NEW del 10 maggio 2005

 
     

Costa D'Avorio : processo di pace lento , a rischio diritti umani
di Carla Amato

Il processo di pace in Costa D'Avorio ha subito un nuovo strappo nel finesettimana, quando il governo ed i ribelli hanno concluso i colloqui sul disarmo senza mettersi d'accordo su una data in cui i ribelli cedano le armi. Secondo i capi dei ribelli, che affermano di non voler essere presi in giro, i gruppi della milizia filogovernativa devono essere i primi ad essere smantellati.

In base ai termini dei colloqui di pace tenutisi a Pretoria - capitale sudafricana - il mese scorso, i ribelli e le milizie pro-governo che agiscono nella parte occidentale del Paese, devono dismettere le armi prima della creazione di un esercito nazionale unico che includera' membri di entrambe, e comunque entro il 31 luglio, in vista delle elezioni presidenziali di ottobre.

Ma il capodelegazione ribelle Louis Andrč Dacoury Tabley ha detto ai giornalisti domenica che gli insorti non consegneranno le armi fino a che il presidente Laurent Gbagbo non dara' loro soddisfazione sul piano politico.
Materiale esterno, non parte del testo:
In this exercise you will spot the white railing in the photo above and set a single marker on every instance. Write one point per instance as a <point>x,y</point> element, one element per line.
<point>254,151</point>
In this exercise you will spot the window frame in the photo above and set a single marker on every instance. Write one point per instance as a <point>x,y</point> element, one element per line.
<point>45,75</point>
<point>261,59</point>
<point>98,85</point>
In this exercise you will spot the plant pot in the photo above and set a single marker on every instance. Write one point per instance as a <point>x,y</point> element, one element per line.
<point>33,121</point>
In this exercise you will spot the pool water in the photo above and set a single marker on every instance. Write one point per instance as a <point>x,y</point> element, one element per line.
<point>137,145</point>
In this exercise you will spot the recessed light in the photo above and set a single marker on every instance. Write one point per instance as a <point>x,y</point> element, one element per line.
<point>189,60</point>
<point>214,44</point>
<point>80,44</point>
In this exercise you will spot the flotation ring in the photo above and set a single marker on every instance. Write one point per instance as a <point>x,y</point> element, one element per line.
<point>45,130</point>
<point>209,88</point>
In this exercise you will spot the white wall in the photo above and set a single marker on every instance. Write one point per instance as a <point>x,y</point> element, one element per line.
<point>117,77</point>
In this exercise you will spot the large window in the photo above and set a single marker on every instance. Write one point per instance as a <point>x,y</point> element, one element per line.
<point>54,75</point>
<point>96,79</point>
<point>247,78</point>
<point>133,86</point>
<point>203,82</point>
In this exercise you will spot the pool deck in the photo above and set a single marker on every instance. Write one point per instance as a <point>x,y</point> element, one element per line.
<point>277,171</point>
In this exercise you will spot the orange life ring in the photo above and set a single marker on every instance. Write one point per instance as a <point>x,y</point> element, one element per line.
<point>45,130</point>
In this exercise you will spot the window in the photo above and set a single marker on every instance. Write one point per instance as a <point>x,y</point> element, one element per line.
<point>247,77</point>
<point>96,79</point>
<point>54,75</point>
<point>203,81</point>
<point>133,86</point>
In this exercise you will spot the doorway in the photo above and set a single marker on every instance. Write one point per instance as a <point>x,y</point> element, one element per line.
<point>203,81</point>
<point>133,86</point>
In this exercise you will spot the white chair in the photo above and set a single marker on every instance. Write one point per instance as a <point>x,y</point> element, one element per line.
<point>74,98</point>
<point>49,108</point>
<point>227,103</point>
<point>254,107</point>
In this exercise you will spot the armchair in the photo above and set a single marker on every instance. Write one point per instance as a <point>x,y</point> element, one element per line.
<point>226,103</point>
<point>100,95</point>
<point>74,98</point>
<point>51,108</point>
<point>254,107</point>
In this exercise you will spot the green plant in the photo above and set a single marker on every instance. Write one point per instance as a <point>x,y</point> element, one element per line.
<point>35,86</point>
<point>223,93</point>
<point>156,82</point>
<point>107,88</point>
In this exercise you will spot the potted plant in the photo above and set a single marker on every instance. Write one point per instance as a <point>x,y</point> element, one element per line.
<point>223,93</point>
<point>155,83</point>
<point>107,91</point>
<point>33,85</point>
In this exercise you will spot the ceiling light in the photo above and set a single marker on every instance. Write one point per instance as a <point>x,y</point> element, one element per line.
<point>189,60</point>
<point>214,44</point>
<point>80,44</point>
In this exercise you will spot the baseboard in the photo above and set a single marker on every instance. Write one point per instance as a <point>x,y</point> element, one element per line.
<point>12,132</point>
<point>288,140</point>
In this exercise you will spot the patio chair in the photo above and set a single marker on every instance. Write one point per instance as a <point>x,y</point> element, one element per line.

In questi ultimi due anni, diverse date sono state fissate pre l'inizio del disarmo, ma senza esito proprio per la diffidenza nel governo.

I ribelli avevano ottenuto rapidamente il controllo del nord del Paese, immerso nella guerra civile, nel mese di settembre del 2002 e lo hanno tenuto da allora. L'amministrazione Gbagbo, che ha il suo quartier generale ad Abidjan, ha saldamente sotto controllo il sud, che produce la maggior parte delle esportazioni di cacao e di caffe' del Paese.

L'accordo di Pretoria e' stato firmato dal presidente Gbagbo e il leader ribelle Guillaume Soro il 6 aprile dopo tre giorni di colloqui mediati dal presidente sudafricano Thabo Mbeki. Gbagbo e Soro erano d'accordo su una cessazione immediata e definitiva delle ostilita', ma da allora vi sono state nuove violenze: a fine aprile sono stati uccise 35 persone e 10.000 sono fuggite dalle loro case, secondo le autorita' comunali locali, e si rifiutano di tornare.

Un blocco importante alla pace e' stato invece rimosso la settimana scorsa, quando Gbagbo - sotto la pressione internazionale - ha accettato di sottoscrivere il decreto con il quale il suo rivale principale, Alassane Ouattara, potra' candidarsi nell'elezione presidenziale di ottobre. Ouattara, un ex primo ministro che vive in esilio a Parigi, e' sostenuto dal movimento ribelle e si riconosce nel partito repubblicano, che e' il secondo pių grande gruppo di opposizione in Parlamento.

Ouattara e' un musulmano oriėginario del Nord ed era stato scartato dalle elezioni dalla Corte Suprema nel 2000 per "difetto di nazionalita", a norma della Costituzione. Tuttavia il presidente della repubblica "ha deciso a titolo eccezionale ed unicamente per l'elezione presidenziale dell'ottobre 2005, che i candidati presenti fra le parti firmatarie degli accordi di Marcoussis siano eleggibili".

Ma i ribelli rimangono prudenti e sul campo le tesnioni etniche e politiche restano cosi' forti che alcune associazioni per i diritti dell'uomo hanno chiesto all'ONU di aumentare la consistenza della loro forza di peacekeeping - che conta oggi 10.000 uomini - al rinnovo del mandato il 4 giugno. L'Osservatorio internazionale dei diritti umani ha lanciato un allarme sul fatto che "gli attacchi contro i civili potrebbero generare una spirale improvvisa di violazioni dei diritti dell'uomo che sarebbero difficili da controllare".

Le ONG di volontariato che portano aiuti umanitari alle fasce deboli della popolazione hanno invece messo in evidenza che i donatori, incerti per la situazione di "non-guerra, non-pace", hanno interrotto il flusso dei fondi, per cui i progetti iniziati, molti dei quali riguardano bambini, rischiano di non poter essere portati a compimento.